Here's an example of how we can get a prediction from the model, and compare it with the ground truth:

```
print("The last video (in the validation set):")
pprint.pprint(videos[-1])

# model.predict expects a list of examples (a 2D numpy array)
# We will put only one example in our list of examples
output_vectors = model.predict(np.array([input_vectors[-1]]))
output_vector = output_vectors[0]

print("Output vector: {}".format(str(output_vector)))
print("Target vector: {}".format(str(target_vectors[-1])))
```

It may print something like this:

```
The last video (in the validation set):
{'relevant_topics': ['/m/0bzvm2'],
 'tags': [],
 'target_category_id': 3,
 'title': "PTL Presents: Dyrus' Dome",
 'topics': ['/m/0x1_g_7']}
Output vector: [0.4169381  0.20512761 0.3779343 ]
Target vector: [0 0 1]
```

If the model was wrong, why do you think it failed? What can you do to make your model more robust in this case? Discuss with other people.

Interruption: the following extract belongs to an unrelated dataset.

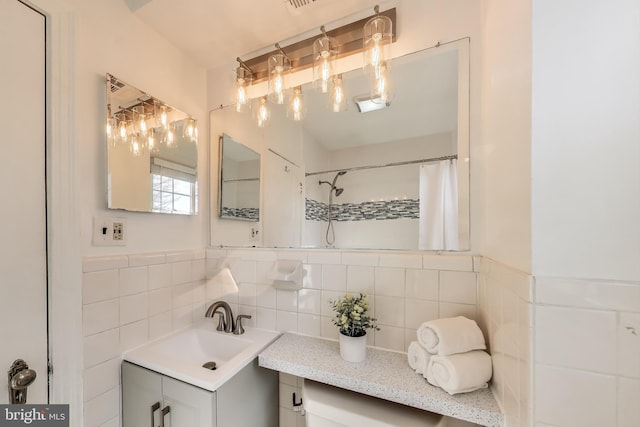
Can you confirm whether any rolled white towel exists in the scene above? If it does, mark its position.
[417,316,487,356]
[424,350,493,395]
[407,341,431,375]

# Log metrics and store machine learning model in MFLux.ai

Four different metrics are calculated each epoch: `acc`, `loss`, `val_acc` and `val_loss`. Let's
log those four metric series and store the final model in MFlux.ai. This can be done with MLflow's
experimental automatic integration with Keras. Insert the following snippet in your script,
somewhere _before_ `history = model.fit(`:

```python
import mlflow.keras
import mflux_ai

# Note: in the following line, insert the project token shown on your dashboard page.
mflux_ai.init("your_project_token_goes_here")

mlflow.keras.autolog()
```

`mlflow.keras.autolog()` performs one HTTP request against the MLflow server after each epoch,
and this introduces an overhead that is on the order of 0.25 seconds per epoch. If you are
looking to speed up the logging, check ouf the
[guide on how to log batches of metrics using the MLflow API](../log-batch/), which explains how
to significantly reduce this overhead.

# Check your tracking UI

Go to [https://www.mflux.ai/dashboard/](https://www.mflux.ai/dashboard/) and open your tracking UI.
Click your run, and you should see this, among other things (numbers may vary):

![Aggregated metrics](aggregated_metrics.png)

If you click one of those metrics, you'll see the whole series for that metric, like this:

![Validation accuracy series plot](validation_accuracy_plot.png)

# Things to do after you finish the tutorial

* Tweak the parameters of the neural network model. For example, change the number of hidden nodes.
* Try to add [dropout](https://keras.io/layers/core/#dropout) to the input layer, and tweak the `rate` parameter
* Try to disregard all tags that occur only once in the dataset. This will result in a smaller input vector.
* Play around with simple neural network architectures here: https://playground.tensorflow.org/
* Include information from `topics` and `relevant_topics` in the input vector. You can use the same technique as you used for tags.
* Include information from `title` in the input vector. Here is an example of how you can deal with this:
    * Split the title into words
    * Remove punctuation, whitespace and perhaps numbers
    * Perhaps remove words that appear only once in the dataset?
    * Apply TF-IDF (look this up on the internet)

This tutorial is open source, if you have suggestions for how this tutorial can be improved, you are welcome to propose a change.